With Center City’s business district developing east, much of its residential district began to develop west. Most of these homes were built during the 1800’s by wealthy businessmen in the area. However the area truly came into being in the 1950’s, when the neighborhood would be redeveloped into a high-rise residential district. Center City West began to construct bigger buildings, attracting wealthier residents to the neighborhood. Such buildings include Penn Center, and the One Liberty Place which broke Philadelphia’s unofficial height limit. This allowed for Center City‘s economic and popularity status to skyrocket.
James Harper was recently retired from U.S. congress and had been a merchant and brick maker before that. James Harper decided to use his wealth to set the tone for Rittenhouse Square; he would proceed to buy most of the north side and begin construction on his own house. James Harper would keep buying land in Rittenhouse Square, dividing it up and then reselling them.
In 1913, Rittenhouse Square would begin to add French architecture to the neighborhood. Thanks to Paul Philippe Cret, a French architect, who redesigned parts of the square to resemble Paris and French gardens. Paul added stone additions to pools and fountains, and constructed new entryways that had a much more classical look. Post World War II Rittenhouse Square began to add modern architecture to its neighborhood. Apartment complexes, office spaces, and condominiums began to pop up around the neighborhood, along with shopping malls and high-rise buildings. Rittenhouse Square would still keep most of its Italianate, and Art Deco styles, but the majority of its Victorian mansions were replaced by residential buildings.
Paul Cret’s redesign was well received among the community, despite how many additions he made the park still remained largely the same, just more modern. His redesign was so popular that it actually caught the attention of several journalists who sought to interview him. Rittenhouse Square would become much more Centered and intricate, and despite many proposed changes, has stayed this way ever since.
Rittenhouse Square is littered with luxury apartments, an office tower, and restaurants scattered around. The park itself has many benches where people can eat, fountains, statues and even doggie bag dispensers. Rittenhouse Square has many historical and cultural institutions around the neighborhood. Among these institutions are many civil war and underground railroad museums in the area. Along with the Curtis Institute of Music, the Philadelphia Art Alliance and even the Wine School of Philadelphia! The neighborhood is also lined with many different Civil War-Era style mansions, oftentimes being used for the set of Hollywood movies. Rittenhouse Square features a number of events throughout spring, These events typically start at the beginning of May.

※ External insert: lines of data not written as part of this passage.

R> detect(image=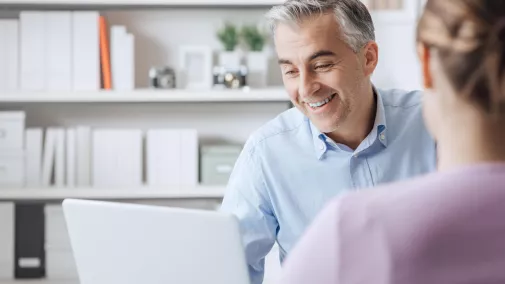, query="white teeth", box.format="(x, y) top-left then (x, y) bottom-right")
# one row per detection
(309, 95), (334, 108)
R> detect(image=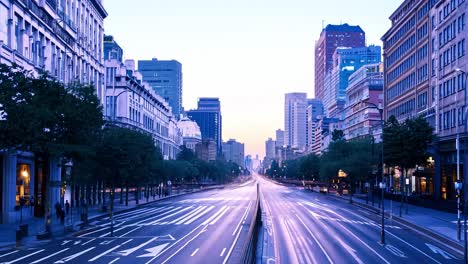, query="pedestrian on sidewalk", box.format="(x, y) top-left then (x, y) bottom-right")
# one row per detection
(65, 200), (70, 215)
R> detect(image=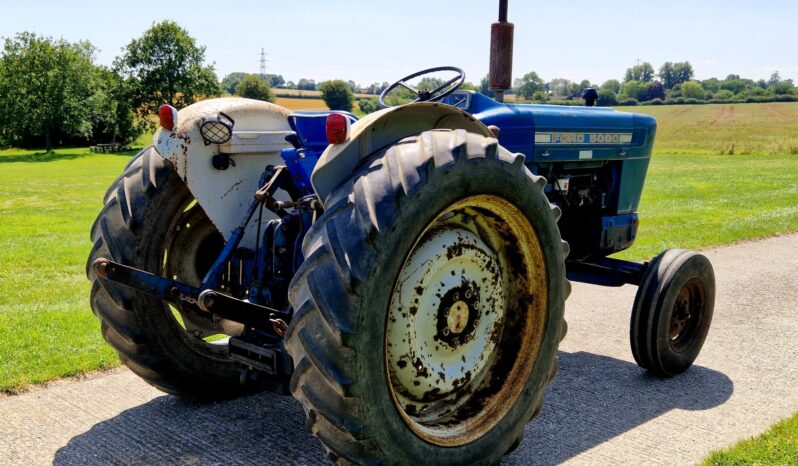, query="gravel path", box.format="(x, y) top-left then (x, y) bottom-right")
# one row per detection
(0, 234), (798, 465)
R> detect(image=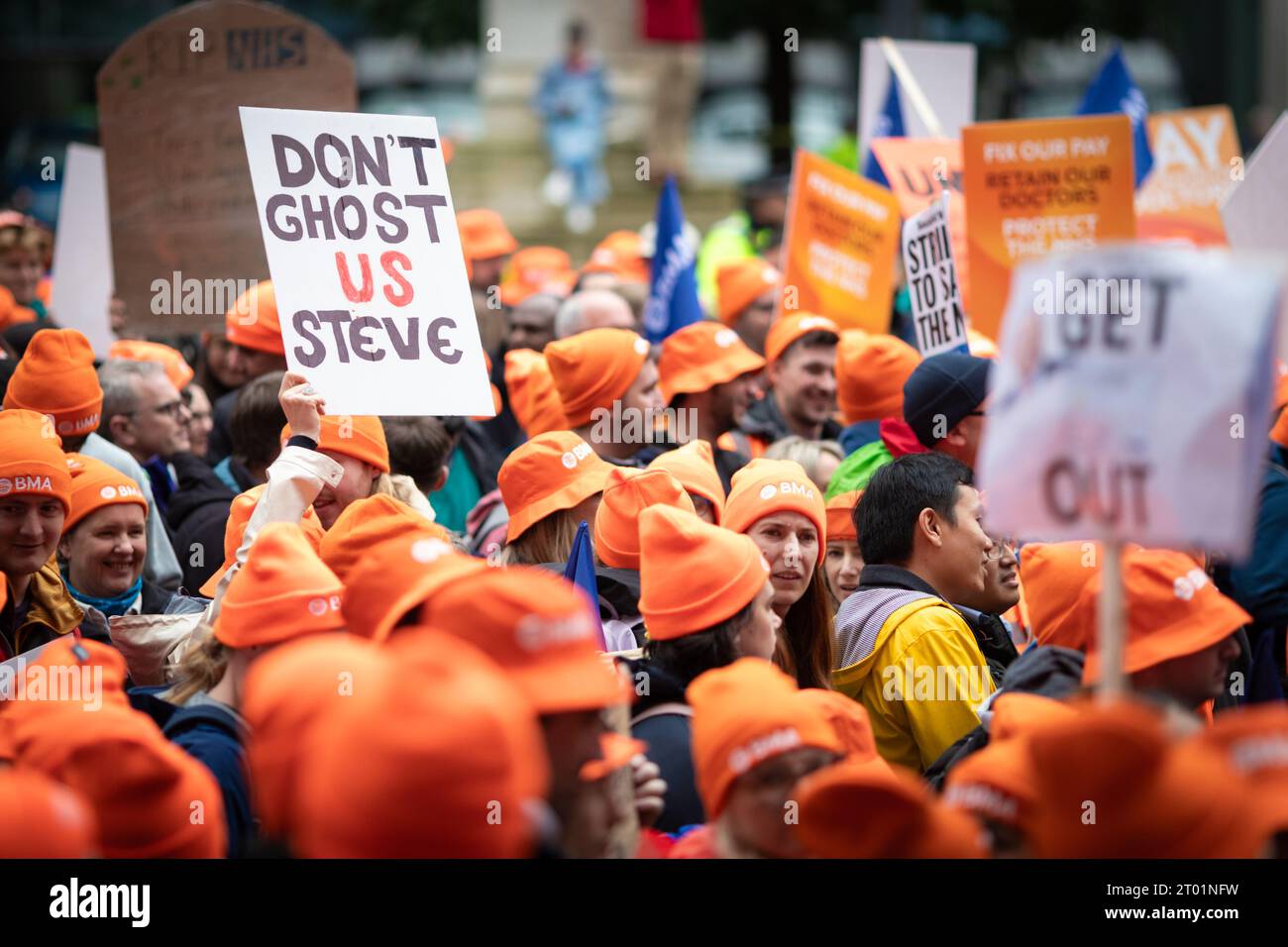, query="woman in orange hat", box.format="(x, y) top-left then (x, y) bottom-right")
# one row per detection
(722, 459), (832, 689)
(496, 430), (613, 566)
(628, 506), (781, 832)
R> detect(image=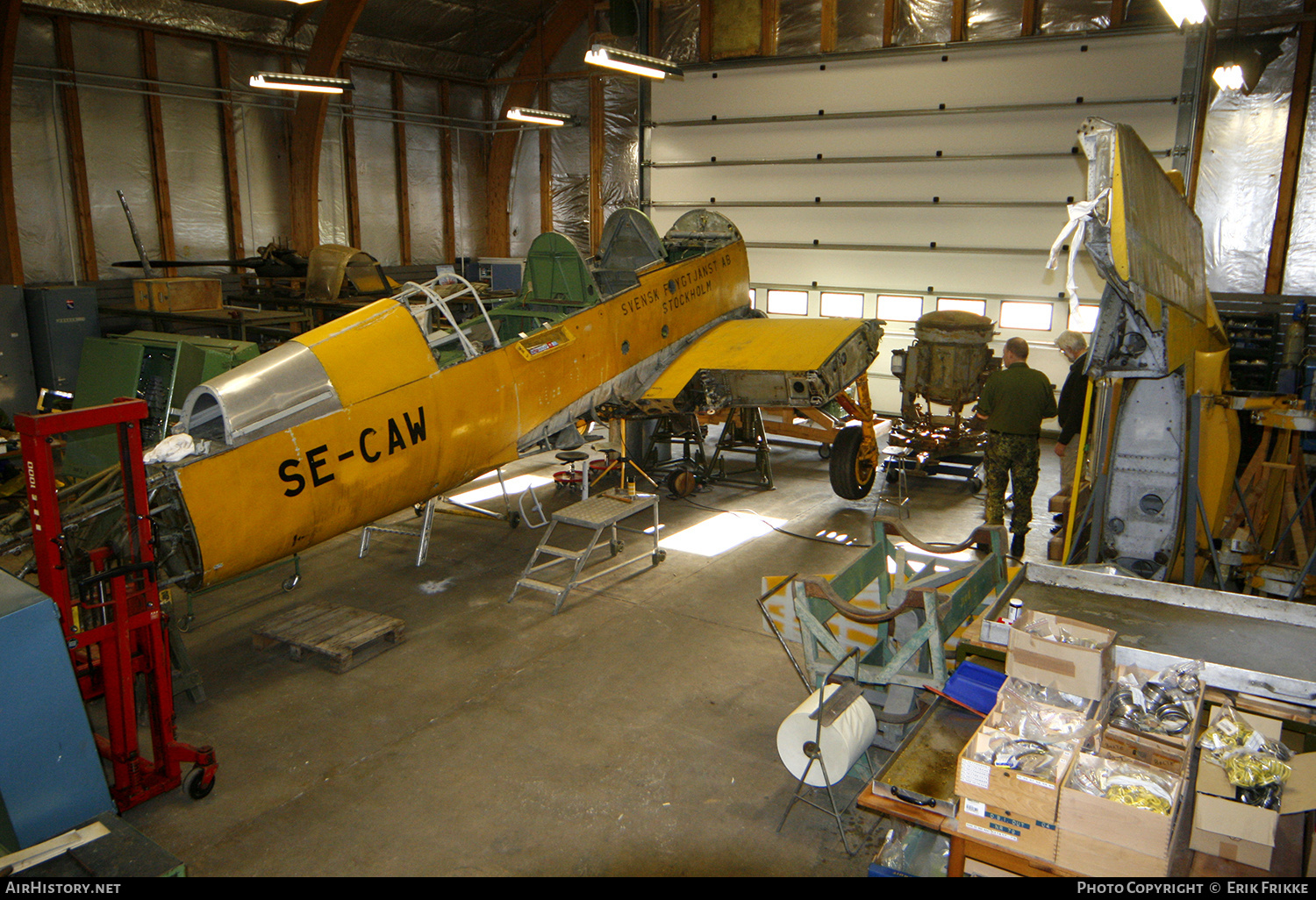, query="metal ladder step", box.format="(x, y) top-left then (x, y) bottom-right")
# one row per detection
(536, 544), (590, 560)
(518, 578), (568, 595)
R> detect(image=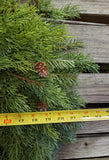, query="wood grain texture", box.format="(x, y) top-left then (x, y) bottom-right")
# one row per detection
(77, 157), (109, 160)
(78, 73), (109, 103)
(68, 24), (109, 63)
(52, 0), (109, 15)
(77, 120), (109, 134)
(57, 136), (109, 160)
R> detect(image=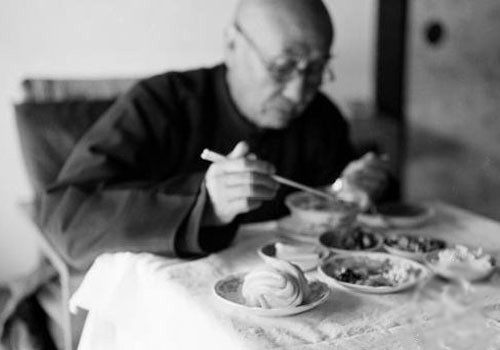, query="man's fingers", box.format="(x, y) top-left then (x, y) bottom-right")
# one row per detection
(226, 141), (250, 159)
(217, 158), (275, 174)
(219, 172), (279, 190)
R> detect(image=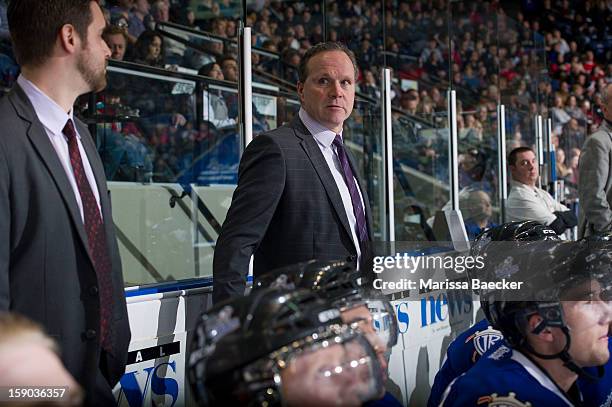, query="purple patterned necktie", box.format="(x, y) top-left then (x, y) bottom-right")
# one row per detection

Logan Square has a number of restaurants, cafes, and shops for anyone planning to visit. Most of the square’s restaurants and grocery stores are at a walkable distance. Logan Square is also home to a number of colleges and museums as well, making it an excellent stop for anyone taking a vacation in Philadelphia.
Fitler Square is the name of a public park in Philadelphia and the neighborhood around it. Named after Philadelphia’s 19th century mayor, Edwin Henry Fitler. The park is maintained by both the Fitler Square Improvement Association and the Department of Parks and Recreation. Fitler Square is located west of Rittenhouse Square, oftentimes both neighborhoods are associated with one another, eventually garnering the nickname “Rit-Fit”.
Before the 50’s the neighborhood had fallen on harsh times, much of the city was overwhelmed by urban blight, and the park itself was just a wasteland of drunks and druggies. Finally the city managed to get Mayor Joseph S. Clark Jr to help improve the neighborhood through a petition. Mayor Clark began to free up money that allowed for the construction of new homes. At one point the neighborhood was almost removed in order to add a new crosstown expressway. Fitler Square also has a river to the west, Schuylkill River. Today, the neighborhood is mainly residential and houses single families that moved to the area.